Sign up for our daily newsletter
The Actuary The magazine of the Institute & Faculty of Actuaries

Are you always professional?

Last month’s article included a case study in which you were approached to act as scheme actuary to a small defined benefits scheme, which had been in opera-
tion for some time, covering employees of a quoted company which has been experiencing trading difficulties of late.
The letter from the trustees asked you to step into the breach with a report due very shortly. The last incumbent of the post was an actuarial one-man band who resigned the post without notice. You are assured that most of the preparatory work and calculations have been done and will be made available to you.
You are part of a recently formed team of pensions consultants, eager to expand its client book.

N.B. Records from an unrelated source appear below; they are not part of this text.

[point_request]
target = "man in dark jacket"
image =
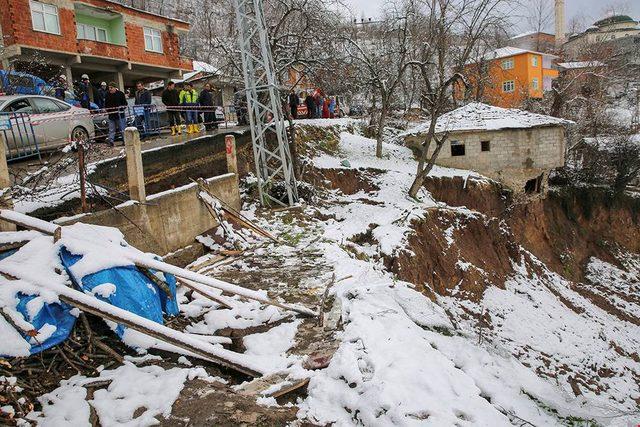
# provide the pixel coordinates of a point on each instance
(82, 91)
(142, 108)
(206, 101)
(171, 98)
(60, 87)
(102, 94)
(115, 103)
(294, 101)
(311, 106)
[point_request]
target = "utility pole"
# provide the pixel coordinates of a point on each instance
(264, 107)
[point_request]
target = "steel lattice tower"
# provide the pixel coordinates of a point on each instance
(264, 108)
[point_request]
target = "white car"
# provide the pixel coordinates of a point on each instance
(53, 123)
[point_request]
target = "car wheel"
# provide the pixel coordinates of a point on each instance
(79, 134)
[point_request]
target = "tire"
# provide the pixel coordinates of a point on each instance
(79, 134)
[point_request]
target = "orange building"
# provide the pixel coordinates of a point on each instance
(508, 76)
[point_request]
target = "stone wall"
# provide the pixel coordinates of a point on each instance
(514, 155)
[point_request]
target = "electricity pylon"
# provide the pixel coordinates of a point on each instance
(264, 107)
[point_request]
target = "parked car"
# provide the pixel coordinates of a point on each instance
(51, 126)
(19, 83)
(70, 98)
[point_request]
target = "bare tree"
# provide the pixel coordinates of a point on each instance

Your instant reaction was to contact the previous actuary to the scheme; but a telephone call and email both confirm that he is away abroad until well into the new year, far too late to defer acceptance of the actuarial assignment.

What do you do?
You have done well so far, but you will find it helpful to refer to the Professional Conduct Standards (PCS). One preliminary detail to establish is that you do have a scheme actuary certificate, don’t you? And are you personally competent to do the work requested (see section 3.2 of the PCS)?
Trying to contact the previous incumbent is vital (see section 7.2 of the PCS). Quite often a one-man-band will have an arrangement with other small operators who can handle queries on his or her behalf, with the knowledge and blessing of the client company. From the detail in the question, this does not appear to be the case here.
You need to apprise yourself of as many of the facts surrounding the work before you are in a position to accept it. The answers to the questions below will help you to decide the next steps:
– Why has the previous actuary ‘resigned the post without notice’?
– And in the middle of preparing a report? This in itself arouses suspicion. There may be issues under PCS 7.5 arising from both of these points.
– Have the trustees given you a complete picture? At one extreme, there are possibilities of unprofessional behaviour. At the other, it could be that the resignation was forced by pressures to produce numbers not in accordance with the facts; the financial situation the company suggests this is possible. Section 3.4 of the PCS may help here.
– What sort of report is due shortly? If it is a statutory report required by the Pensions Regulator, a formal approach might be made by the trustees to have the date of submission deferred, with due explanation of the circumstances. You can then confer with the outgoing actuary before making any formal decision. If it is a periodic report for the trustees and/or employer, a delay in its completion is highly recommended. Section 2.3 of the PCS warns us about accepting work with onerous time constraints.
A number of other issues present themselves:
– It is unlikely that ‘the preparatory work and calculations’ can be used as anything other than a benchmark check. It is your name on the bottom of any report and you have to be professionally satisfied with its content (see section 3.4 of the PCS).
– You cannot act without being aware of as many of the facts as possible. There may be good reason to decline this assignment, or a least defer it until the truth of the matter can be fully appraised.
– There is no obligation on you to contact the previous actuary where this is physically impossible. But every effort must be made. All pertinent facts must then be weighed in the decision to proceed. (See sections 7.2 and 7.3 of the PCS.)
– Your senior partner should be approached for guidance before a decision is taken (see sections 1.4 and 1.5 of the PCS). In all probability, your firm is being recruited to perform the analysis (not you) and he or she will be keen to be involved in the decision.
– If you decide to defer a decision, you should explain the professional issue to the trustees. Section 2.3 of the PCS is a guide here again. You should not claim that ‘no actuary could accept this assignment’ (see section 8.1 of the PCS).
– If you agree to proceed, you should ask for previous copies of this report, as part of the data for analysis, and indeed all other relevant communications prepared by the former scheme actuary (see section 3.4 of the PCS).
– If the facts indicate possible impropriety on behalf of the previous scheme actuary, the detail should be discussed first with your senior partner, and then with the actuary himself (see sections 2.5 and 4.5 of the PCS). If explanation for actions cannot be satisfactorily obtained, then it will probably be appropriate to contact the Professional Guidance Committee for further guidance (see section 1.5 of the PCS and the definition of professional body).